Wednesday, November 05, 2008
Getting the Measure of Obama's Victory
1. Defeat of Discredited Republicans: OK, this is a partisan view but I think this party, under Bush junior, has woefully mismanaged the affairs of his own country and the wider world for which, by virtue of its power, the US has a responsibility.
2. Healing Racial Divide: Anyone familiar with Americans will know how deeply the racial division runs. Lincoln may have won a battle for black slaves, but the war continued for at least century afterwards, and to some extent still continues. The fact that the country has been able to put such dishonourable sentiments behind it is hugely to its credit and that of its political system. Even more so, though, to the quality of an outstanding candidate who resolutely refused to speak the language of racial confrontation but took the Mandela route towards conciliation and the power of example.
3. Renewing Democracy: By rousing so many new voters, especially younger ones and disillusioned blacks, Obama has renewed US democracy at a time when it sorely needed it.
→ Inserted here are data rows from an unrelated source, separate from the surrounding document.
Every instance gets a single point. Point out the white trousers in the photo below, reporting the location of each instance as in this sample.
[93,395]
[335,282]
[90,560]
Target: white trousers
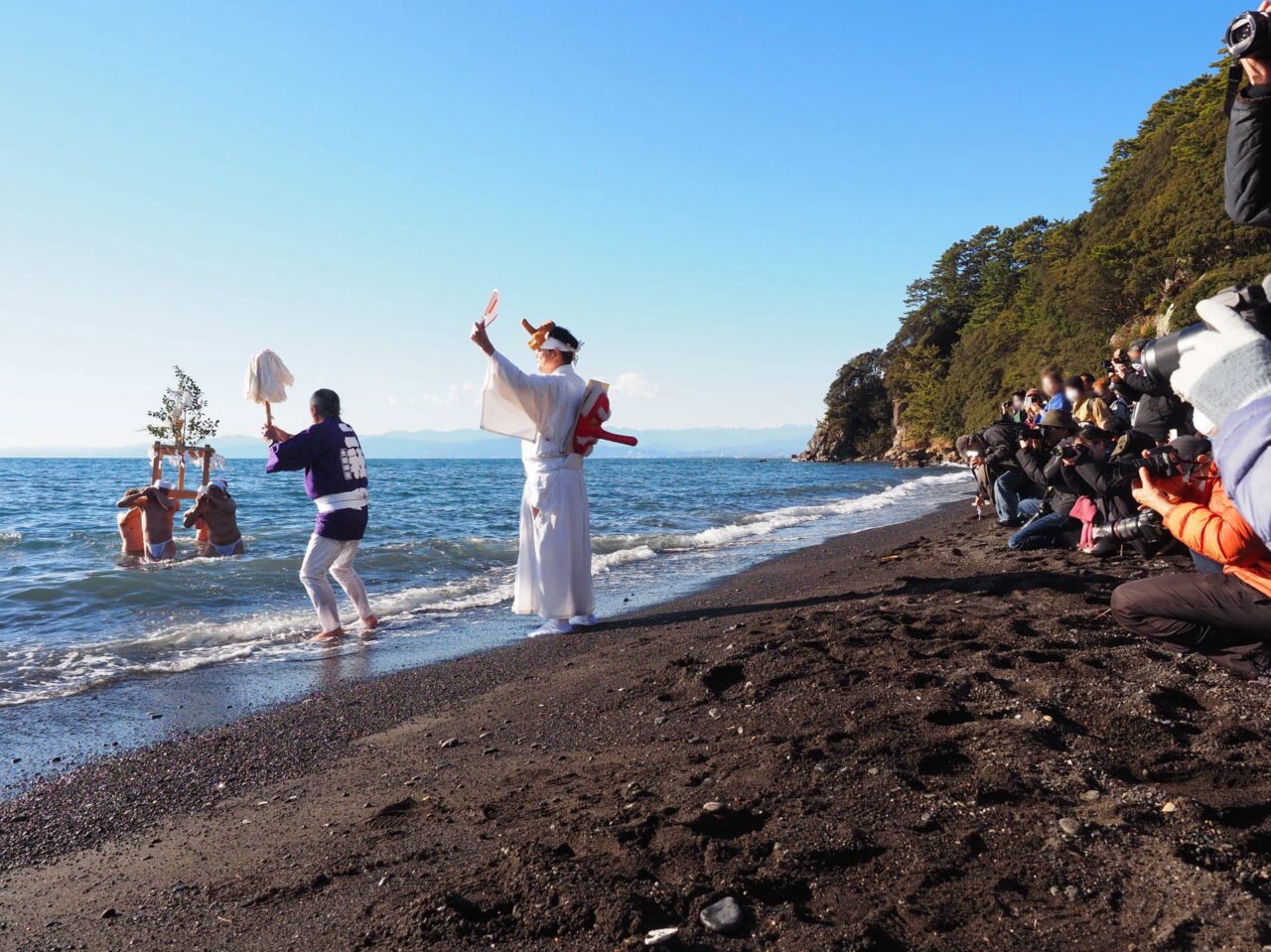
[553,570]
[332,556]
Now it is our ailing systems in Europe which need to be saved from atrophy.
4. Affirming the Power of Language: I used to reckon Clinton and Blair were the most gifted political communicators in the west. No more. Compared with Obama's soaring poetic oratory, which seems to be there naturally, drawn from a deep natural well of loquacity requiring no speech writers, these two seem like tawdry political hacks.
So it's done. The boos at McCain's gracious concession speech indicated all resentment is not done and the danger of a sudden spasm of resentful reaction remains close. But Obama's real challenges now lie ahead. Presiding over the parlous state of US and world finances is a job which will keep his sleeping hours to the minimum. And solving the still substantial mess of Iraq and the deteriorating one in Afghanistan, will require more than oratory. But he begins with the best possible start: a rousing, unifying victory. May his best efforts be met with eventual success.